Number two: the cost model of observability 1.0 is brutally unsustainable. Instead of paying to store your data once, you pay to store it again and again and again, in as many different pillars or formats or tools as you have use cases. The post-ZIRP era has cast a harsh focus on a lot of teams’ observability bills—not only the outrageous costs, but also the reality that as costs go up, the value you get out of them is going down.
Yet the cost multiplier angle is in some ways the easiest to fix: you bite the bullet and sacrifice some of your tools. Cardinality is even more costly, and harder to mitigate. You go to bed Friday night with a $150k Datadog bill and wake up Monday morning with a million dollar bill, without changing a single line of code. Many observability engineering teams spend an outright majority of their time just trying to manage the cardinality threshold—enough detail to understand their systems and solve users’ problems, not so much detail that they go bankrupt.
And that is the most expensive part of all: engineering cycles. The cost of the time engineers spend laboring below the value line—trying to understand their code, their telemetry, their user behaviors—is astronomical. Poor observability is the dark matter of engineering teams. It’s why everything we do feels so incredibly, grindingly slow, for no apparent reason. Good observability empowers teams to ship swiftly, consistently, and with confidence.
Number three: a critical mass of developers have seen what observability 2.0 can do. Once you’ve tried developing with observability 2.0, you can’t go back. That was what drove Christine and me to start Honeycomb, after we experienced this at Facebook. It’s hard to describe the difference in words, but once you’ve built software with fast feedback loops and real-time, interactive visibility into what your code is doing, you simply won’t go back.
It’s not just Honeycomb; observability 2.0 tools are going mainstream
We’re starting to see a wave of early startups building tools based on these principles. You’re seeing places like Shopify build tools in-house using something like Clickhouse as a backing store. DuckDB is now available in the open-source realm.
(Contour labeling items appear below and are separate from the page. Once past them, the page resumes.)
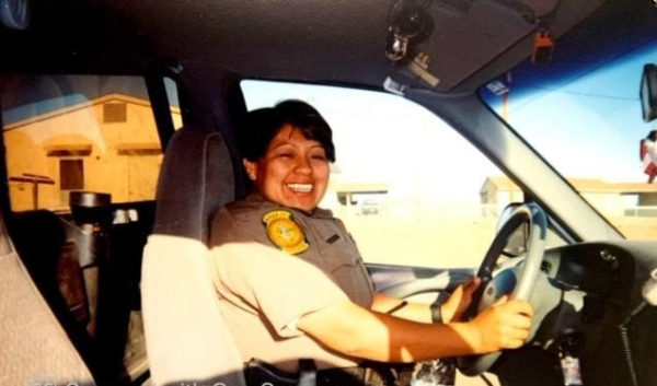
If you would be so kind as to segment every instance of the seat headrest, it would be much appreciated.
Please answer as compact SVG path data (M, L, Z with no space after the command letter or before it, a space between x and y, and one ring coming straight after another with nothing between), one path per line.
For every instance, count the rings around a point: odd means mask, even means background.
M233 164L221 133L182 128L160 171L153 233L207 243L212 217L234 197Z

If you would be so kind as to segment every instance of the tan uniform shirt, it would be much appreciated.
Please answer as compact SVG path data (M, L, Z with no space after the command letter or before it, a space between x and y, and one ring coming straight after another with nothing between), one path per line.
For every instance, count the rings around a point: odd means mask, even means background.
M307 247L295 256L267 235L263 219L278 211L289 213L302 231ZM355 364L291 327L304 314L347 297L371 305L362 259L331 211L307 214L250 196L215 218L210 246L219 305L244 361L257 358L288 371L296 371L300 358L314 359L320 367Z

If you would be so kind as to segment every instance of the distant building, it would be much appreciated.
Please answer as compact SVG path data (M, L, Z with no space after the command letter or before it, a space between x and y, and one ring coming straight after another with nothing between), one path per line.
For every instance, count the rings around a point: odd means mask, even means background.
M172 108L175 127L181 114ZM12 210L66 210L72 190L153 199L162 150L148 101L108 94L4 126Z
M593 178L569 178L568 183L608 215L657 217L657 185L609 183ZM499 213L512 201L522 200L522 190L504 176L487 177L480 189L481 202Z

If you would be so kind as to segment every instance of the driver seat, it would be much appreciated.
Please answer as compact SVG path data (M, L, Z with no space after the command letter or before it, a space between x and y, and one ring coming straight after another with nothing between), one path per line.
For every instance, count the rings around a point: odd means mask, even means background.
M154 385L245 386L243 363L208 272L209 224L234 199L233 165L219 132L174 133L143 252L141 302Z

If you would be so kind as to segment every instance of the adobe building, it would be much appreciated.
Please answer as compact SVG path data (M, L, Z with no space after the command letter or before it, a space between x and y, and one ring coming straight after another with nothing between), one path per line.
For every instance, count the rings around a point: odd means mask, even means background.
M172 107L175 127L180 109ZM68 210L70 191L153 199L162 150L146 100L107 94L4 126L14 211Z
I expect to see a blossoming of composable solutions in the next year or two, in the vein of ELK stacks for o11y 2.0.
Jeremy Morrell recently published the comprehensive guide to observability 2.0 instrumentation, and it includes a vendor-neutral overview of your options in the space.
There are still valid reasons to go with a 1.0 vendor. Those tools are more mature, fully featured, and most importantly, they have a more familiar look and feel to engineers who have been working with metrics and logs their whole career. But engineers who have tried observability 2.0 are rarely willing to go back.
Beware observability 2.0 marketing claims
You do have to be a little bit wary here. There are lots of observability 1.0 vendors who talk about having a “unified observability platform” or having all your data in one place. But what they actually mean is that you can pay for all your tools in one unified bill, or present all the different data sources in one unified visualization.
The best of these vendors have built a bunch of elaborate bridges between their different tools and storage systems, so you can predefine connection points between e.g. a particular metric and your logging tool or your tracing tool. This is a massive improvement over having no connection points between datasets, no doubt. But a unified presentation layer is not the same thing as a unified data source.
So if you’re trying to clear a path through all the sales collateral and marketing technobabble, you only need to ask one question: how many times is your data going to be stored?
Is there one source of truth, or many?